The parties have not cited to any significant caselaw addressing the type of settlement involved in this case—i.e., one where the parties stipulate to an amount of actual damages but agree to a lesser monetary amount—and this Court has been unable to identify any such caselaw in its own search. See Benway v. Resource Estate Services, LLC, Civ. A. No. WMN-05-3250, 2011 WL 1045597, at *2 (D. Md. Mar. 16, 2011) (noting that Maryland has not yet endorsed "Miller Shugart" agreements, under which the parties enter a stipulated judgment but the judgment holder agrees not to enforce the judgment in exchange for the judgment debtor's assignment of rights under an insurance contract); but see Pulte Home Corp. v. Parex, 174 Md.App. 681, 757-760 (Md. Ct. Spec. App. 2007) (in complex construction litigation, recovery on assigned claims limited to actual amount paid by insurance companies rather than amount stipulated in consent judgment).

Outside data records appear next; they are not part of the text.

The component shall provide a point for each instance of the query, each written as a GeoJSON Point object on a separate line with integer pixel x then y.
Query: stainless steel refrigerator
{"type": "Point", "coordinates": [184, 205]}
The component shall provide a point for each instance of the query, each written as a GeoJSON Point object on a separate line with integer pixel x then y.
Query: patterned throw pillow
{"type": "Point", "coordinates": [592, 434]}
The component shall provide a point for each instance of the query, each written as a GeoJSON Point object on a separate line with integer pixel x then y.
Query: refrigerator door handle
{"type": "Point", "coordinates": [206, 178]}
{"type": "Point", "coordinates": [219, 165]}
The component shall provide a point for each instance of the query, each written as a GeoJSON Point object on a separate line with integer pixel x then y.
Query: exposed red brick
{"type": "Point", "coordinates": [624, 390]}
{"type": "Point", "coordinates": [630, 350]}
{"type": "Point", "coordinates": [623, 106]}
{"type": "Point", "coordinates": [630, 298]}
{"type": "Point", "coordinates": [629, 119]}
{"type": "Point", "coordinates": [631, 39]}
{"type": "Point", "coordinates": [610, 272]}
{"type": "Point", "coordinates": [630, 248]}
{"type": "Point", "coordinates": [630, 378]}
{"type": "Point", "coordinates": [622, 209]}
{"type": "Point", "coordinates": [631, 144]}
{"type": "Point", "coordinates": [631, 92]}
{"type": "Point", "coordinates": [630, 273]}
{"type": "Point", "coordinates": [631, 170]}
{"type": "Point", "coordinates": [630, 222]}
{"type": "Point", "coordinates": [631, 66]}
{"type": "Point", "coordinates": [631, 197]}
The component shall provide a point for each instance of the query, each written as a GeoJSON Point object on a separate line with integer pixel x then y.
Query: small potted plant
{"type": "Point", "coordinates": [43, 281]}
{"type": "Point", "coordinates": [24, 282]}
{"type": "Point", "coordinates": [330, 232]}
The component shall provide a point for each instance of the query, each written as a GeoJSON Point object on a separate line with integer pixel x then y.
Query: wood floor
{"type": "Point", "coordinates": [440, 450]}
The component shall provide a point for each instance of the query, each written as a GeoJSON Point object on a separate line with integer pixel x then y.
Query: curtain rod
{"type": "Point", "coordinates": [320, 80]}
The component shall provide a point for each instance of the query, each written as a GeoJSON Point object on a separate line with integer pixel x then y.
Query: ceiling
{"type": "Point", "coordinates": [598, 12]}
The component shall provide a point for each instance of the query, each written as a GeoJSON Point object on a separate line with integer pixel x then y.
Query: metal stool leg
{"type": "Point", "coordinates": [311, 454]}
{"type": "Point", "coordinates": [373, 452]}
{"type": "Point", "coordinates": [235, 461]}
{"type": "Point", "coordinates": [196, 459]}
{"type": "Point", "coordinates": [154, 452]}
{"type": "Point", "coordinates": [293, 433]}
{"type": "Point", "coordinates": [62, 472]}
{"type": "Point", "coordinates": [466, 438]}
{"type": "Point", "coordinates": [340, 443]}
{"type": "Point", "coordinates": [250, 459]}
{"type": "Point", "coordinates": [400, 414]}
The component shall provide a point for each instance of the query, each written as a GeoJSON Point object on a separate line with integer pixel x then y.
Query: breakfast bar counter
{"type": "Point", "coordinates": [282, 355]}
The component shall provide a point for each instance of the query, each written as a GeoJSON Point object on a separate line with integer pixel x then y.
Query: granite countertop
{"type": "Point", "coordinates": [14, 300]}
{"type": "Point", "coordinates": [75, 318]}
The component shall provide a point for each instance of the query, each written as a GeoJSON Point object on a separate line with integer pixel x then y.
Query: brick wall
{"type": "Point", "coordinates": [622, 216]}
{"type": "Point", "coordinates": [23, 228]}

Regardless of the status of such agreements under Maryland law, it is clear that exclusion of the evidence on the value of the lost tax credits at this time would be unwarranted. Zurich American has indicated that it may challenge the reasonableness of the settlement between Brasher Design and McDowell Building. See Mot. in Limine Damages for Lost Tax Credits at 3 n.3, ECF No. 47. In light of that proffer, it is necessary for McDowell Building to be able to present evidence on the value of the tax credit. Accordingly, the motion will be denied.3

CONCLUSION

Accordingly, for the reasons stated above, it is this 17th day of April, 2015,

ORDERED that:

1) Zurich American Insurance Co.'s Motion in Limine as to Attorney's Fees (ECF No. 46) is DENIED; 2) Zurich American Insurance Co.'s Motion in Limine as to Damages for Lost Tax Credit (ECF No. 47) is DENIED; 3) McDowell Building LLC's Motion to Postpone Testimony of Jill Dunn, CPA (ECF No. 42) is GRANTED; and 4) The Clerk of the Court transmit copies of this Order to Counsel.

FootNotes


1. Additionally, McDowell Building, LLC has filed a Motion to Postpone Testimony of Jill Dunn, CPA (ECF No. 42). The motion remains pending on the docket, but this Court notified the parties' counsel that the motion would be granted during the conference call held on April 13, 2015. Accordingly, this Court memorializes its ruling in this memorandum opinion, and rules that McDowell Building's Motion to Postpone Testimony of Jill Dunn, CPA (ECF No. 42) is GRANTED.
2. The Settlement Agreement specifically states, however, that the settlement was made "[w]ithout prejudice to McDowell's right to recover the full amount of the Damages form the [assigned] insurance claims . . ." and in recognition of the fact that "DRBrasher, Inc. [was] financially unable to pay the full amount of the Damages and [had] a liquidation value of less than $150,000."
3. Even if Zurich American were to suddenly change course and stipulate to the reasonableness of the settlement, this Court would decline to determine the complex issue presented by this case with respect to Miller-Shugart agreements on a motion in limine.